Filtering EEG makes it possible to observe the SP independent of surrounding EEG, but no SP was observed on canceled trials. Traces at the top show ERVs to display saccade timing (conventions as in Fig. 4). Heat maps show individual trials (conventions as in Fig. 5). Black lines show ERPs collapsed across trials. Thin lines show no-stop trial ERPs, and thick lines show canceled trial ERPs. The left column displays raw voltage. At the top, data are presented from no-stop trials aligned to the saccade onset. The ERV appears as a narrow component beginning at the saccade onset. The heat maps display negative bands of activation at the saccade onset corresponding to the SP. Collapsing across the data in the ERP makes the SP readily apparent in both the raw and filtered data. At the middle, data are presented from no-stop trials aligned to the target onset. The ERV reflects this change. Saccades were smeared around 200 ms centered roughly at 210 ms after the target onset. Because of this smearing, it was no longer possible to discern negative activation associated with the SP in the raw heat map. This activation should be apparent centered around 200 ms after the target onset. SP activation was also smeared in the raw ERP, rendering it invisible. However, in the filtered data, SP activation was clear around 200 ms in both the heat map and ERP. At the bottom, data are presented from canceled trials aligned to the target onset. The ERV never approached 30°/s (criteria for saccade initiation). No SPs were apparent in the raw heat map data or in the raw ERP. However, it is impossible to tell if no SPs exist, because they were also unobservable in the raw no-stop data plotted above due to overlapping components and smear. The filtered data at right allowed for an examination of SP activation. No SP activation was observed in the time around the saccade initiation. If anything, a small depression in high-frequency SP activation was all that could be observed.

Fig. 7.

No-stop trial EEGs display significantly increased SP activation during periods when saccades are produced, but canceled trial EEGs show no increase in SP activation. After trials had been latency matched and EEG data filtered (see Fig. 6), the average power during a discreet time window was measured on a trial-by-trial basis. For the time window, we chose the period between the 25th and 75th RT percentiles. Since no-stop trials were latency matched to canceled trials, this is the period of time during which SP activation was most likely to occur in both trial types.

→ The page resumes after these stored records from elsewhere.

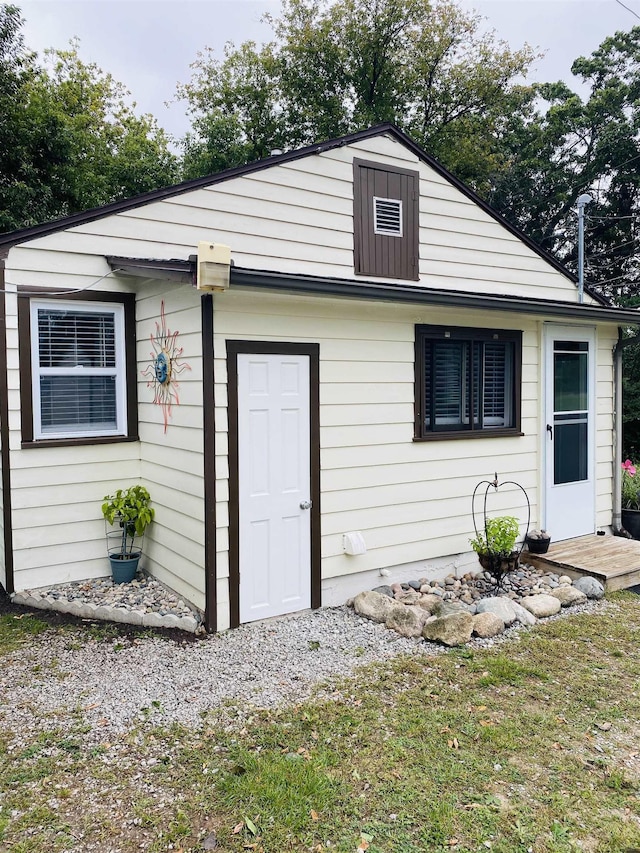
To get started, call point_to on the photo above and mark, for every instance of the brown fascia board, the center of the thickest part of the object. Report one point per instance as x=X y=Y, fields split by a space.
x=14 y=238
x=415 y=294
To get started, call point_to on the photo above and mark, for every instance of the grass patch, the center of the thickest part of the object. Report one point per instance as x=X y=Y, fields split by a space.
x=529 y=746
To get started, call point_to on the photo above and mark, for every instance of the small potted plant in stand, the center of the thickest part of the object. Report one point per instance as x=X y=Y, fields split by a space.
x=537 y=541
x=496 y=546
x=127 y=515
x=631 y=499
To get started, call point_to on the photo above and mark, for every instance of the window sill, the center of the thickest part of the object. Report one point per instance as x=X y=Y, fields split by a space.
x=77 y=442
x=446 y=436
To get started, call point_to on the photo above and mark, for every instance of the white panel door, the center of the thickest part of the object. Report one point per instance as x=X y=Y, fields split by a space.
x=274 y=485
x=570 y=432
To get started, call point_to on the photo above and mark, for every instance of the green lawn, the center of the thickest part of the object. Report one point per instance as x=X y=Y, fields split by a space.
x=533 y=745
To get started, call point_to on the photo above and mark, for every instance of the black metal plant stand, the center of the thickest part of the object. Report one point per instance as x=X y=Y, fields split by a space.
x=498 y=564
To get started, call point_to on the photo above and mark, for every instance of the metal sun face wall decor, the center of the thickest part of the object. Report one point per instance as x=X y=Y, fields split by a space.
x=165 y=366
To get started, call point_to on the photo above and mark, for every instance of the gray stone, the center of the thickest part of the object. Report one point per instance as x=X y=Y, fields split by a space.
x=542 y=605
x=452 y=630
x=171 y=621
x=152 y=620
x=568 y=595
x=407 y=621
x=103 y=612
x=430 y=603
x=188 y=623
x=487 y=625
x=522 y=615
x=591 y=587
x=500 y=606
x=373 y=605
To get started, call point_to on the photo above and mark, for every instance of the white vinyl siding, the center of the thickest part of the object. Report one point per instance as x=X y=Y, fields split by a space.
x=298 y=218
x=78 y=369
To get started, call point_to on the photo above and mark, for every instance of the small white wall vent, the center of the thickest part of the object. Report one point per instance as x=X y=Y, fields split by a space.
x=353 y=543
x=387 y=216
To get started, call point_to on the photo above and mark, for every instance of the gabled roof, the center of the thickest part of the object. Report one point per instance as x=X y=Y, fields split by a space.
x=22 y=235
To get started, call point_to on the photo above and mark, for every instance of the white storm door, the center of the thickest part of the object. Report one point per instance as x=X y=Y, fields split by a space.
x=570 y=432
x=274 y=485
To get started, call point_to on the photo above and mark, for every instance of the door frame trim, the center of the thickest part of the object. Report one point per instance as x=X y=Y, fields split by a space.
x=235 y=348
x=585 y=332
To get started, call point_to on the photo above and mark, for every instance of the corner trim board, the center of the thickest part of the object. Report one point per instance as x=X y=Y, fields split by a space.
x=5 y=460
x=209 y=421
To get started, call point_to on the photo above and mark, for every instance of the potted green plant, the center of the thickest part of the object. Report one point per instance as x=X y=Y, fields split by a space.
x=495 y=546
x=128 y=513
x=631 y=498
x=537 y=541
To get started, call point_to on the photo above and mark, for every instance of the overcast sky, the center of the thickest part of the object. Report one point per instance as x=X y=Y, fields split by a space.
x=149 y=44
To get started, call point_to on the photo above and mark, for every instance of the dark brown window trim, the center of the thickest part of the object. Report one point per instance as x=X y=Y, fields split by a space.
x=478 y=433
x=234 y=348
x=26 y=377
x=465 y=333
x=77 y=442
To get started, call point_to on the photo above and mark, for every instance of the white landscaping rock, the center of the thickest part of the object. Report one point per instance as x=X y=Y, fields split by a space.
x=522 y=615
x=568 y=595
x=542 y=605
x=500 y=606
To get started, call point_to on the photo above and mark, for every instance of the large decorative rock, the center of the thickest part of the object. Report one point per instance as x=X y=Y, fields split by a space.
x=407 y=621
x=522 y=615
x=487 y=625
x=451 y=630
x=384 y=590
x=568 y=595
x=430 y=603
x=373 y=605
x=591 y=587
x=409 y=596
x=541 y=605
x=500 y=606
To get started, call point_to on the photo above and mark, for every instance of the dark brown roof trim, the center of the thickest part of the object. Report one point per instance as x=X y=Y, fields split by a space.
x=414 y=294
x=182 y=272
x=15 y=237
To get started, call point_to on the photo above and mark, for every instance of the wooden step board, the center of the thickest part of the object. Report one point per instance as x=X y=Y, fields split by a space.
x=614 y=561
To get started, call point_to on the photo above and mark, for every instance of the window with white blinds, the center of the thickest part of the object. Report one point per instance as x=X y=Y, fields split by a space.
x=466 y=380
x=78 y=369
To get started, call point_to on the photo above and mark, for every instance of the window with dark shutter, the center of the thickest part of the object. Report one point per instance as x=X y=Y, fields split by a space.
x=385 y=216
x=467 y=381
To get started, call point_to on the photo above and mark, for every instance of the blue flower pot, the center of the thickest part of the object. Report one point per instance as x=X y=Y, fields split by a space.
x=123 y=570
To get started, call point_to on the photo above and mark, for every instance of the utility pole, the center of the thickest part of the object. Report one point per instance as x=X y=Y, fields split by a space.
x=583 y=200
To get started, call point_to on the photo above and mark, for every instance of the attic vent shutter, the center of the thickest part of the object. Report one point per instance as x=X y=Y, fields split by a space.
x=387 y=216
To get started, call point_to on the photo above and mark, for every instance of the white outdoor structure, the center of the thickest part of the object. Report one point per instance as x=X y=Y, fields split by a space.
x=348 y=381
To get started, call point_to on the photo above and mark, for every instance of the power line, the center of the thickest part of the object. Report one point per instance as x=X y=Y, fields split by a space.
x=633 y=12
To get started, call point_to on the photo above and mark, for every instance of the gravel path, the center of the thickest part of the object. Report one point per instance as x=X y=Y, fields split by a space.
x=113 y=683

Power averages were collected from this time window at each SSD. Each SSD from each recorded session yielded a single observation for each trial type. The histograms show the results of this analysis. The observations are gathered in 0.1-μV bins for display purposes. Grand average power is reported for each trial type above the appropriate histogram. Note that the sign of these averages is negative for canceled trials. Both distributions deviated significantly from zero (Students t-test, P < 0.001, degrees of freedom = 167).